Você já imaginou o impacto que as grandes decisões políticas podem ter na tecnologia e economia de um país? O Brasil está vivenciando um momento crucial com o potencial restabelecimento do programa Redata, que visa incentivos fiscais para a construção de data centers no território nacional. O ministro da Fazenda, Fernando Haddad, está empenhado em reativar essa iniciativa, e, embora a medida provisória tenha perdido vigência por falta de votação no Senado, as negociações seguem em foco.
Em meio a conversas com líderes do Congresso, o governo brasileiro busca entender se há vontade política e espaço para a retomada dessa proposta que poderia injetar bilhões na economia nacional. Seria esse o momento de ver uma revolução nos locais onde nossos dados são processados?

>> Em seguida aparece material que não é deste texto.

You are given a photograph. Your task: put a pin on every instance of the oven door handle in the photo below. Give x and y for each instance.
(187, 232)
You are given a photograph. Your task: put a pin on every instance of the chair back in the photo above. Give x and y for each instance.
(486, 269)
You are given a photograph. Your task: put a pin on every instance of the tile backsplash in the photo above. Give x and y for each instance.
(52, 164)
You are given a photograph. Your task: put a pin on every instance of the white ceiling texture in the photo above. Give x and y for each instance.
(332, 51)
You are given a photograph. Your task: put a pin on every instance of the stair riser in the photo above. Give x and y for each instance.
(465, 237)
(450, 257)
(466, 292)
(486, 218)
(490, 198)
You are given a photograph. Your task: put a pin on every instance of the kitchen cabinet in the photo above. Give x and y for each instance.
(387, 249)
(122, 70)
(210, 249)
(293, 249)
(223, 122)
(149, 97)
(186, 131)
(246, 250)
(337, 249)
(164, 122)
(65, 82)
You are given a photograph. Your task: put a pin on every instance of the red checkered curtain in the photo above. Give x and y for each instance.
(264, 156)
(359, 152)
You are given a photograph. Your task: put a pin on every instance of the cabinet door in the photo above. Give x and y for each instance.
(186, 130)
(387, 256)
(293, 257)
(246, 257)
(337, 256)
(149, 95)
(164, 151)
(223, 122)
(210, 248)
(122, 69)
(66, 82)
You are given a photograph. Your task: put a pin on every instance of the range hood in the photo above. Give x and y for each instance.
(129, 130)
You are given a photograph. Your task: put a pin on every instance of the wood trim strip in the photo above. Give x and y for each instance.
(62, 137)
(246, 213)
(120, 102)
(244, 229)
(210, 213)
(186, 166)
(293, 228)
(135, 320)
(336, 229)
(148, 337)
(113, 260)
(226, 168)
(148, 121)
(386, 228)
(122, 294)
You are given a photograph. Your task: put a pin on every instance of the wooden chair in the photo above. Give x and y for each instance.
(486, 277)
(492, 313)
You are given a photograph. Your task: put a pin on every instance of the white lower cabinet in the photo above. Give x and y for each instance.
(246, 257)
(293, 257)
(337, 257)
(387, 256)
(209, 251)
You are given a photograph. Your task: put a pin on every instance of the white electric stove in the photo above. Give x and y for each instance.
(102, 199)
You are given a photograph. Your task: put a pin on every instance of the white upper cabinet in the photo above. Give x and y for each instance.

Por que a MP do Redata não foi votada a tempo?
A medida provisória, essencial para a criação do regime de tributação especial, expirou por não receber atenção necessária no Senado dentro do prazo estipulado. Enquanto a Câmara havia dado seu parecer favorável, o Senado, sob a liderança de Davi Alcolumbre, não pautou a votação a tempo. Agora, resta ao governo buscar acordos que possibilitem a reintrodução dessa estratégia vantajosa para a economia digital do Brasil.
O que pretende o governo com o programa Redata?
Haddad vê nessa iniciativa uma questão de "soberania digital" para o país. O grande objetivo é não apenas atrair investimentos internacionais, mas também garantir que os dados sensíveis dos brasileiros sejam processados dentro das fronteiras nacionais, aumentando a segurança e o controle sobre informações cruciais.
Quais os benefícios para o setor de data centers?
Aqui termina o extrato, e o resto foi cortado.